LESSON 14 QUESTIONS: Tests for normality

FOCUS QUESTION: How can I determine whether the data is normally distributed?

Contents


EXAMPLE 1: Load Fisher iris data

   load fisheriris;


EXAMPLE 2: Fit histogram of Iris setosa sepal lengths to a normal distribution

   sLenSetosa = meas(strcmp(species, 'setosa'), 1);  % Sepal lengths of Iris setosa
   figure
   histfit(sLenSetosa)
   xlabel('Sepal length (mm)');
   ylabel('Number of specimens')
   title('Iris Setosa sepal length histogram compared to normal distribution');

Questions Answers
What does the histfit function do? The histfit function plots the histogram of the data and overplots a fitted normal distribution.
What is the purpose of overlaying a normal distribution curve on the data histogram? The overlay gives you a good way of ascertaining visually whether your data is likely to be sampled from a normal distribution.
Why would I care whether or not my data is normally distributed? Most statistical tests make assumptions about the way the data is distributed. For example the 95% confidence intervals based on SEM assume the data is a random sample from a normal distribution.
How many bins does histfit use? By default the histfit function uses the square root of the number of data points for the number of bins.
Can I choose the number of bins that histfit uses? Yes, the histfit function takes an optional second argument specifying the number of bins.
Can I overlay other types of distributions? Yes, the histfit function takes a third argument specifying the distribution to fit. MATLAB supports a number of common distributions, such as the exponential distribution.

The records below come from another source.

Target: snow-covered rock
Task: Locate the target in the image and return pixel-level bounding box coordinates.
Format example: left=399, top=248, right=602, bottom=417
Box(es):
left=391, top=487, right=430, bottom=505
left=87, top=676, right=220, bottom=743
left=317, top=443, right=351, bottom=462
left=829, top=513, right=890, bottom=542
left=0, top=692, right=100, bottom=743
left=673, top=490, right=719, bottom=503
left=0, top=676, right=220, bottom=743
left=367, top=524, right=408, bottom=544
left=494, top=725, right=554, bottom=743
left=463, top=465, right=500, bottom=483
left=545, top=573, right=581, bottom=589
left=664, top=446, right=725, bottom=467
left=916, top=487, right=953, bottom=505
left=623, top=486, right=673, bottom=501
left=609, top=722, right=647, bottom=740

EXAMPLE 3: Quantile-quantile plots comparing sepal length and sepal width

    sWidSetosa = meas(strcmp(species, 'setosa'), 2);  % Sepal widths of Iris setosa
    figure
    qqplot(sLenSetosa, sWidSetosa)
    xlabel('Sepal length quantiles')
    ylabel('Sepal width quantiles')
    title('Comparison of distributions for sepal length and sepal width for Iris setosa')

Questions Answers
What does the qqplot(x, y) function do? The qqplot function plots the quantiles of vector x against the quantiles of vector y.
What are quantiles? Quantiles represent equally spaced points on the interval [0, 1] used to subdivide probability. When you divide the probability range into 4 equal pieces, you have 4-quantiles which are also known as quartiles. If you divide probability up into 100 equal pieces you have 100-quantiles or percentiles.
How does MATLAB determine how many quantiles to use? MATLAB uses the quantiles of the shorter of x or y.
Do x and y need to be the same length? No, as illustrated in EXAMPLE 4.
What does the dotted line represent? The dotted line represents a line joining the first and third quartiles (e.g., the 25th and 75th percentiles).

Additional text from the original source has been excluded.